Je n’arrive pas à croire ce que je lis, pourtant c’est écrit noir sur blanc. C’est pire que tout ce que j’avais imaginé. Chaque détail pointe vers une conclusion glaçante : Terra Firma II est notre destination finale. Nous ne sommes pas des explorateurs, encore moins des super-héros ou les sauveurs de l’humanité. Non, nous sommes des cobayes. Des expériences destinées à créer une nouvelle race d’armes surhumaines. Et la soi-disant planète viable que nous sommes censés découvrir ? Juste un abri pour leurs laboratoires d’expériences secrètes avec une prison spéciale pour nous accueillir, loin de la Terre et des regards. La population est en train de mourir, et ils ne pensent qu’à dominer la galaxie !
Le choc me coupe le souffle. Je reste figée un moment, le cerveau en ébullition, incapable d’ordonner mes pensées. Comment nous avons pu être manipulés ainsi, avec autant de facilité ? J’essaie de me calmer, mais c’est impossible. Une alarme silencieuse apparaît soudainement sur l’un des écrans. Mon cœur fait un bond.
— Quelqu’un essaie de tracer notre connexion ! m’écrié-je, le souffle court.
Eden, toujours le plus rapide et le plus calme sous pression, réagit immédiatement.
— Je vais rediriger le signal sur plusieurs serveurs sur Terre. Ne t’inquiète pas, je gère. Toi, télécharge les dossiers. On doit garder ces infos, même hors connexion.
Je hoche la tête, obéissant sans poser de questions, et me mets à transférer les données sur les clés USB qu’Eden a fabriquées. Mes mains tremblent de plus belle, mais je ne peux pas me permettre de flancher maintenant.
— C’est bon pour moi, dis-je, la voix chevrotante.
— Moi aussi. On se déconnecte !
D’un geste rapide, il coupe la connexion et tout se fige. On a réussi. On a découvert la vérité, et on a sécurisé notre position.

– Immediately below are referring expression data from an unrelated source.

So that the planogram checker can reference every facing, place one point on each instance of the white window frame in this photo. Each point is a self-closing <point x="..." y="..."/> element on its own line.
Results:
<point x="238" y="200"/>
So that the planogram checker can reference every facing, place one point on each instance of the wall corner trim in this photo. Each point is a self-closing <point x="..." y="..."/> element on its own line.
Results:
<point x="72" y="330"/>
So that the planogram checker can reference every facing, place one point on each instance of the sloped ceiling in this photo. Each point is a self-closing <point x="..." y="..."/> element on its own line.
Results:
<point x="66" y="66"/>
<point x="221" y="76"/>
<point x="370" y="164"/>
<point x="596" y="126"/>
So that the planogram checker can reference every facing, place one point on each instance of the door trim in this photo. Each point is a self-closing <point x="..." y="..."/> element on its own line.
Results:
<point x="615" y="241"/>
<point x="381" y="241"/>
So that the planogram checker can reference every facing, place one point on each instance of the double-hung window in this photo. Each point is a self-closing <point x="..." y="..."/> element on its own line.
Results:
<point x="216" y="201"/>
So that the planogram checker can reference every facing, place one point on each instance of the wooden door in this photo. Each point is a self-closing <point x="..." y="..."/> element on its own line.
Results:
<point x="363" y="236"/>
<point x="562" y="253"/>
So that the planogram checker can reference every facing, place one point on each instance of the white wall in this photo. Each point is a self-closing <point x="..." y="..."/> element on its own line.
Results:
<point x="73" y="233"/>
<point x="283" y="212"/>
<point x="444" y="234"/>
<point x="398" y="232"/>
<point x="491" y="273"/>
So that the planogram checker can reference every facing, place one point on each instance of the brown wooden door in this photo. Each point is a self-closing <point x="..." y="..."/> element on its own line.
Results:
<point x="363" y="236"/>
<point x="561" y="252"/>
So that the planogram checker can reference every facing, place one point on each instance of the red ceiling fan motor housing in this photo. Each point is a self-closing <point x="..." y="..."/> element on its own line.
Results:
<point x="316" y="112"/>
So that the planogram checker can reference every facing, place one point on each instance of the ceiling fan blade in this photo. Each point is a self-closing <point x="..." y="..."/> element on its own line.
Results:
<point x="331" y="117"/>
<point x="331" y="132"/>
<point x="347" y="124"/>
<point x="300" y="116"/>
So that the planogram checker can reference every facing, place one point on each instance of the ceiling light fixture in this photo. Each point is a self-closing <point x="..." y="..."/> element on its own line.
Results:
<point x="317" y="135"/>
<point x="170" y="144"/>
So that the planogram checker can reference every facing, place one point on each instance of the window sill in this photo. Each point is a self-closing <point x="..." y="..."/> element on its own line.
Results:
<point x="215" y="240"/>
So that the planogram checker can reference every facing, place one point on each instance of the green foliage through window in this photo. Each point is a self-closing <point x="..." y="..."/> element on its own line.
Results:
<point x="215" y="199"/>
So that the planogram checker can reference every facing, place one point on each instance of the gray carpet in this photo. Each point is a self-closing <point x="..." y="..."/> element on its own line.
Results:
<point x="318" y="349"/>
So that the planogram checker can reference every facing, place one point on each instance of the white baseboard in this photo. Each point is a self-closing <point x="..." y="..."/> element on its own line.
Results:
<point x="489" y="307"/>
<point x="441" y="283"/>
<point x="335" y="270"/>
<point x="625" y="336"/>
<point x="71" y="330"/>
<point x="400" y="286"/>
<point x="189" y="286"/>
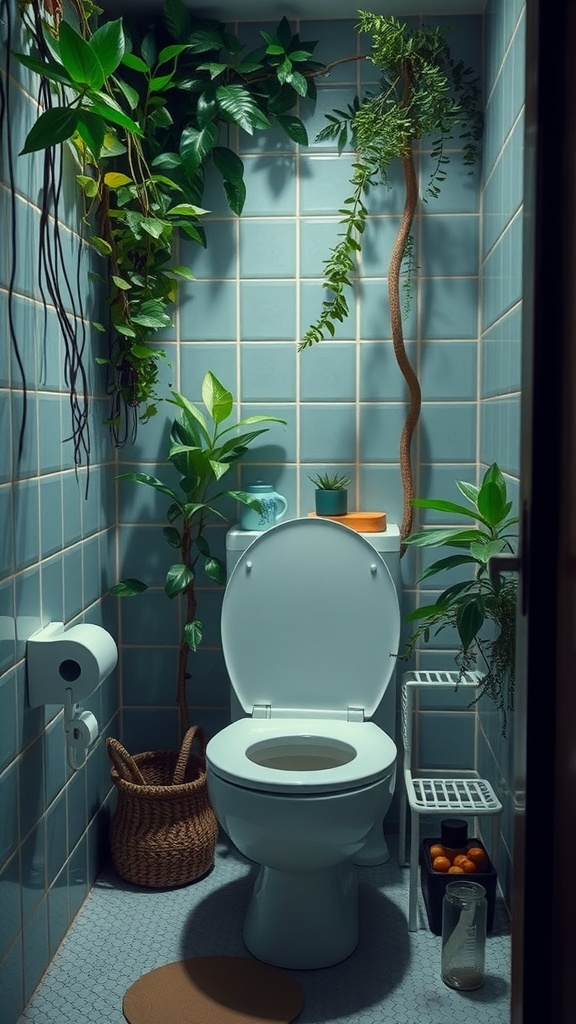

Je laisse échapper un soupir long et profond, un mélange de soulagement et d’angoisse. Eden m’attire doucement contre lui, et me se serre dans ses bras. C’est un de ces moments où les mots ne servent à rien. Où l’on sait que nous avons réussi quelque chose d’énorme, mais que la gravité de notre découverte nous coupe toute envie de célébrer.
Peu à peu, la joie fait place à un silence lourd. Nous ne pouvons plus faire semblant, plus ignorer ce que l’on sait à présent. Cette vérité nous dépasse, elle est trop monstrueuse pour rester passifs. Nous devons agir, vite. Les autres détenus ont le droit de savoir. Eux aussi ont été trompés, utilisés, comme nous. Il n’a jamais été question de liberté, ce n’est qu’une carotte pour nous appâter.
Je me lève, le cœur serré, et commence à ranger le caisson qui me sert de bureau espérant mettre aussi de l’ordre dans mon esprit. Je suis tellement en colère que je vois trouble. Notre avenir, notre mission… Tout n’était qu’un mensonge. Eden me prend la main, nos doigts s’entrelacent instinctivement. Il m’entraîne doucement dans le couloir. On sait tous les deux ce qu’il nous reste à faire. Nous devons réunir les autres au plus vite pour qu’ils nous aident à tout arrêter. Et espérons que l’un d’eux ne se mette pas en travers de notre route.